# Australian Paramedics



## Ambo (Aug 1, 2010)

Hi there fellow Aussies, just wondering how many ppl from Australia use this site ?? And if so where are we from (state/service)......


----------



## MrBrown (Aug 1, 2010)

Hi mate; I know we have people here from NSW, QLD and MAS (Melbourne).  

Brown is a Kiwi, the next State of Australia.


----------



## Melclin (Aug 2, 2010)

3rd year student, hopefully starting with AV soon.
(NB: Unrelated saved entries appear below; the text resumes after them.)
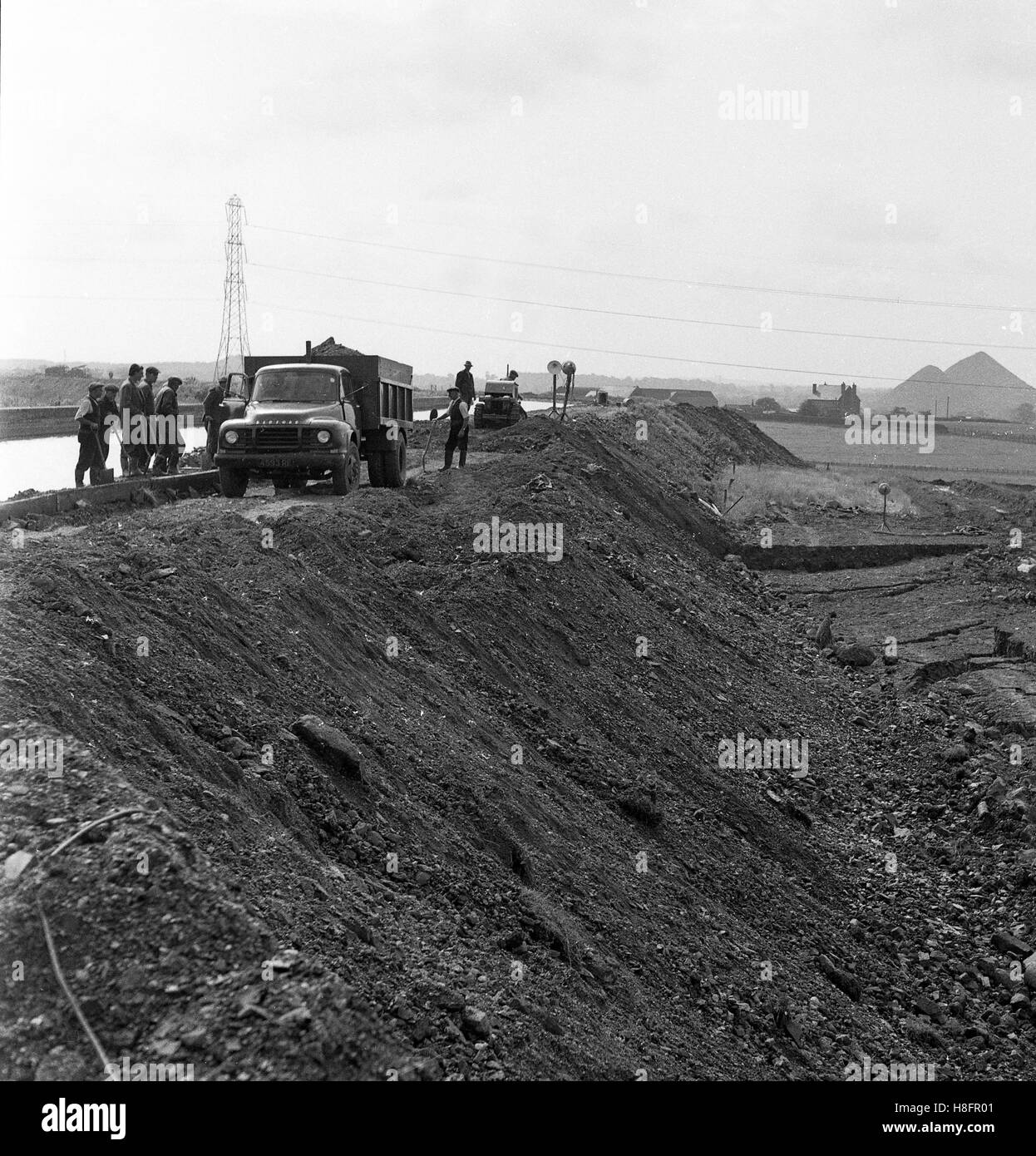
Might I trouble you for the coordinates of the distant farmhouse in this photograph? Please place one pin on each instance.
(829, 406)
(701, 399)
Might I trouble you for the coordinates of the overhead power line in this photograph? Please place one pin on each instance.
(565, 347)
(645, 276)
(619, 312)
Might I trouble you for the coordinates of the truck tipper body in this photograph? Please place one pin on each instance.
(317, 417)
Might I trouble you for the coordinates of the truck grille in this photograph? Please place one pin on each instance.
(277, 437)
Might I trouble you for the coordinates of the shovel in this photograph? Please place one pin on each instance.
(432, 417)
(106, 474)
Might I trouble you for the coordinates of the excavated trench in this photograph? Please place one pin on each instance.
(848, 557)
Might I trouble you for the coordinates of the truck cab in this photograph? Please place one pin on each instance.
(298, 424)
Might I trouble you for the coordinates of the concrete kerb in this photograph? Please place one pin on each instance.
(62, 501)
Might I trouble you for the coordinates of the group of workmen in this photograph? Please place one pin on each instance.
(129, 411)
(112, 408)
(461, 399)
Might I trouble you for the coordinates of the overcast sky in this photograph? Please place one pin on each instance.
(592, 134)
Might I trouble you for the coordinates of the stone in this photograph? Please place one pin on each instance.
(331, 744)
(476, 1023)
(15, 864)
(1011, 945)
(923, 1005)
(1030, 971)
(842, 980)
(855, 655)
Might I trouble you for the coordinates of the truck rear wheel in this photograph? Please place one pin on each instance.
(345, 475)
(233, 482)
(394, 464)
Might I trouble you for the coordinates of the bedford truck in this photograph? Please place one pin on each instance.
(310, 418)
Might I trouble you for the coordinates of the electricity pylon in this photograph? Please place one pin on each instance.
(234, 338)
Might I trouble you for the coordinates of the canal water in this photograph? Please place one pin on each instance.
(49, 462)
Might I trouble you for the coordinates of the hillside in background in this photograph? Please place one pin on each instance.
(979, 386)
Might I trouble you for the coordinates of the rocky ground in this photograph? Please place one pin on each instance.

There are a few Aussies here, none a particularly active, although the negro puppy and MelbourneMICA chime in from time to time.


----------



## Ambo (Aug 2, 2010)

Thanks guys well looks like some good topics, and interesting ppl on here. Hi to my neighbour in NZ and mate down south in VIC, thanks for the replies.....


----------



## MrBrown (Aug 2, 2010)

Your Westpac helicopter is funny lookin' lol ... ours and yellow on red not red and yellow


----------



## Stew (Aug 3, 2010)

Where are you from Ambo?


----------



## sir.shocksalot (Aug 4, 2010)

I'm from Australia, I don't live there but i'm from there


----------



## Ambo (Aug 6, 2010)

NSW Sydney how is the weather up there in sunny QLD ??


----------



## Stew (Aug 7, 2010)

Loving it! No clouds, sun shining, no jackets, awesome!


----------



## Melclin (Aug 7, 2010)

Full of Queenslanders though eh. I couldn't stand that.. eh.


----------



## Stew (Aug 8, 2010)

Born and mostly bred in Victoria, don't start hating your own kind (bloody students  ).


----------



## Melclin (Aug 8, 2010)

Haha touche.

Well at least you're not from Tassy h34r:


----------